We do this because it is impossible for us to command all the skills and resources it needs to live to the level of sophistication we enjoy by working together. I do not need to plant my garden with potatoes, learn to sew clothes and try to get up to speed on how to make electronic devices when there are so many people and businesses that can do these things better, faster and cheaper.
The same theory should apply at the international level. Russia should have cheaper oil and gas because it has so much more of it than us. Ukraine should have cheaper wheat as it specialises in growing grains on its fertile plains. Unfortunately war can stop all that potential trade. Taiwan does have better microprocessors, but when the world is short of them we are not going to get all we need by hoping for more imports.
National resilience is about having the capacity to do the things that matter for yourself.

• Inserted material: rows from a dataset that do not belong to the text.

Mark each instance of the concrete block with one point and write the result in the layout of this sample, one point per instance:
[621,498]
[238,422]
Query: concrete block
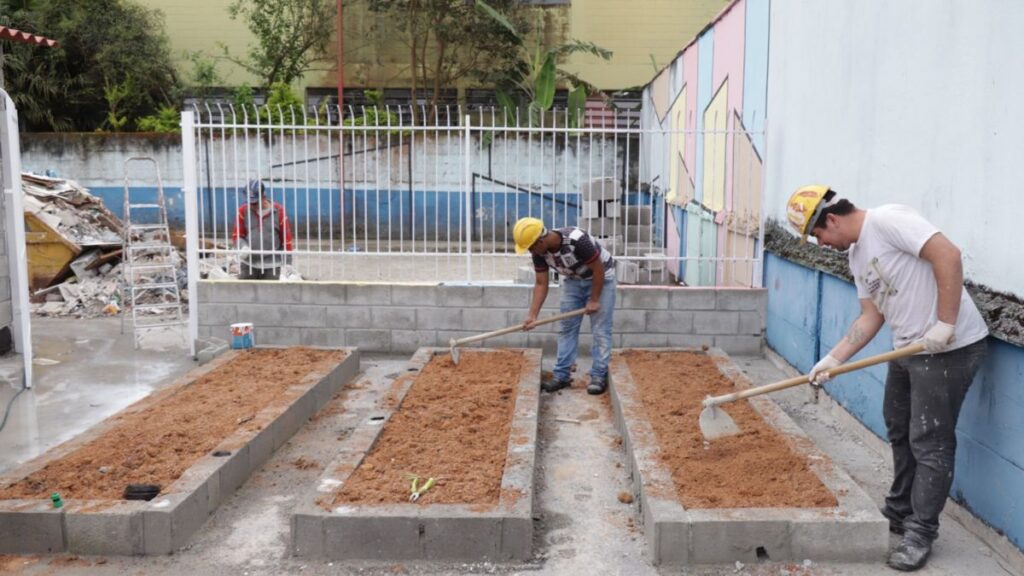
[637,215]
[461,296]
[743,299]
[506,296]
[751,323]
[157,527]
[392,318]
[279,293]
[644,340]
[347,317]
[692,298]
[643,298]
[637,234]
[716,322]
[601,189]
[670,322]
[838,541]
[218,315]
[625,321]
[370,340]
[188,515]
[115,530]
[374,537]
[369,294]
[483,320]
[324,293]
[325,337]
[233,470]
[28,527]
[750,345]
[461,538]
[717,541]
[279,336]
[438,319]
[411,340]
[227,291]
[425,295]
[307,535]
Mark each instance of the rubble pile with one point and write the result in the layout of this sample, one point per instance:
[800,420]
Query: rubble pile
[95,282]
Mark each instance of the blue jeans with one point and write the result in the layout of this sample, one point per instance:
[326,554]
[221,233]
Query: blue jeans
[574,296]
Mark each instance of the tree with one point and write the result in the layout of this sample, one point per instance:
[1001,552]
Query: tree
[104,46]
[537,72]
[291,37]
[449,40]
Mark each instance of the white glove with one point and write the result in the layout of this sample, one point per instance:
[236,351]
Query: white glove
[819,374]
[938,337]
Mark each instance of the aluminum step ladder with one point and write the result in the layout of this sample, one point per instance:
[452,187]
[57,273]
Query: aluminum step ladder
[150,262]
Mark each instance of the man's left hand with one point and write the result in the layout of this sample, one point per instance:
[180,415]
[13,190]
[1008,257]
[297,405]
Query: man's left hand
[938,337]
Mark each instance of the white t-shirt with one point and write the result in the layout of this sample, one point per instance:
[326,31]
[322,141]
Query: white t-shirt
[887,269]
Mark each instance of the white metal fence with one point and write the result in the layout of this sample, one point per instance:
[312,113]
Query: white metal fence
[432,194]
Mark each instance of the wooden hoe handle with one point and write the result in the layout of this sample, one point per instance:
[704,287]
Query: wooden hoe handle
[517,328]
[841,369]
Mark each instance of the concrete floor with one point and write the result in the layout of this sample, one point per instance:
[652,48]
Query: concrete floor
[582,528]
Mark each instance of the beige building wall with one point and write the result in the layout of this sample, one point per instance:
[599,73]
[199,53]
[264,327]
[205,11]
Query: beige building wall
[374,58]
[634,31]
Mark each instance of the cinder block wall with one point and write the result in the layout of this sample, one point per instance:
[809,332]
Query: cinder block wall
[400,318]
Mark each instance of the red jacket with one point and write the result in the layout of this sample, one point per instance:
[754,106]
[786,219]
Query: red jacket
[242,228]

In the world wars the UK had to dig for victory, putting more acres under the plough to grow more food as our imports were being attacked at sea. Today if we want successful industries we could do with more of our own microprocessors and more affordable gas to fuel our factories as foreign supplies are damaged.
There is little point in spending lots of money on defence equipment if in a war you were unable to scale up the production and draw mainly on your own resources to equip and supply your forces. That is why I have stressed that a plan for national resilience is an important part of any National Security Council work on defending ourselves.